A Late-Season Stretch A Chance To Establish New Era For Red-Hot Mets

by · Forbes
NEW YORK, NEW YORK - SEPTEMBER 18: Brandon Nimmo #9, Jose Iglesias #11, Starling Marte #6 and Luis ... [+] Severino #40 of the New York Mets pose for a photo after Nimmo hit a three-run home run during the fourth inning of the game against the Washington Nationals at Citi Field on September 18, 2024 in New York City. (Photo by Dustin Satloff/Getty Images)Getty Images

Nobody was better qualified to sum up the first 152 games of the most Mets season of all-time — or to understand what the final 10 games mean for not only his teammates but the franchise as a whole — than Brandon Nimmo, who has replaced David Wright as the Mets’ homegrown cornerstone.

So it felt appropriate that Nimmo was the player who delivered the key hit Thursday, when he hit the two-run third-inning homer that gave the Mets the lead for good as they began a season-defining stretch with a 10-6 win over the Phillies.

“The biggest thing that I’m trying to look at is that we’re in playoff contention,” Nimmo said Wednesday night, when he also homered in a 10-0 win over the Nationals. “If things were to start kind of coming together here at this point, it would all be worth it, because for me, the biggest thing is to play playoff baseball and to win games. So if we were able to do that, whatever happened during the regular season really wouldn’t matter.”

These final nine games — against the division rival Phillies and Braves as well as the NL Central champion Brewers — matter a great deal in the short- and long-term for the Mets, who are knotted for the second wild card in the NL with the Diamondbacks but own the tiebreaker. The Mets and Arizona are two games up on the Braves.

The Mets enter the penultimate weekend of the season despite — and this is not even a Cliffs Notes version of all that’s gone on — a 22-33 start and extended slumps for lineup mainstays Nimmo, Pete Alonso and Francisco Lindor as well as a constant shuffling of relievers in front of Edwin Diaz, whose return from last season’s knee injury has included a brief demotion, a suspension for using sticky stuff and a stint on the injured list.

MORE FOR YOU
Today’s NYT Mini Crossword Clues And Answers For Friday, September 20th
‘Arcane’ Season Two Release Date Revealed In New Trailer
‘Don’t Move’ Directors On Work With Sam Raimi As Trailer For Netflix Movie Debuts

“It has been an interesting year,” Nimmo said following Wednesday’s 10-0 rout of the Nationals. “It has been a weird year.”

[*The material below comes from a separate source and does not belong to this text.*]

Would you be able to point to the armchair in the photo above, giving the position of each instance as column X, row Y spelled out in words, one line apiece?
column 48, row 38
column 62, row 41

To be fair, Nimmo was responding to a question about his season — one in which his performance has wildly fluctuated while he’s missed just 11 games despite being hit on the helmet by a pitch, suffering a shoulder injury and fainting in his hotel room.

But well, it has been an interesting and weird year — one that's gotten even more so over the last four days, a span in which the Mets have played without MVP candidate Francisco Lindor as he recovers from a back injury.

The Mets looked vulnerable Monday, when “OMG”-singing Jose Iglesias replaced Lindor and delivered the game-tying hit in the eighth inning of a 2-1, 10-inning win Monday. But since then, the Mets have outscored the Nationals and Phillies 30-7 while scoring 10 runs in a three straight games for the first time in franchise history.

Following Wednesday’s win, Nimmo exhibited his growing comfort as a spokesman type, first by exhorting Mets fans to fill Citi Field this weekend and then by displaying his appreciation of Daniel Murphy in the team’s postseason history.

“It only matters what you do in the playoffs and trying to win games and trying to bring a World Series back to the Mets,” Nimmo said. “I always look at ‘Murph’ as an example. ‘Murph’ had a great career, but when you think of ‘Murph,’ you think of the playoffs and you think of all the home runs that he hit and bringing the Mets to the 2015 World Series. And so that’s the time to shine, that’s the time to have fun.”

The Mets have had plenty of fun while becoming bizarre pop culture sensations with an uncommon amount of resiliency over the last three-plus months — a span in which the duo of David Stearns and Carlos Mendoza beginning to establish themselves as the successful general manager-manager partnership the Mets have lacked since the early days of the Frank Cashen-Davey Johnson tandem.

None of that progress, especially the parts authored by Stearns and Mendoza, will be undone if this becomes another wildly entertaining Mets season that screeches to a halt in agonizing fashion. But if the Mets can make the playoffs and mount a run after navigating a schedule that includes two of their longtime tormentors as well as the franchise with whom they are likely to be compared for the foreseeable future…well, that’ll be the most resounding evidence yet this is really a new era for the Mets.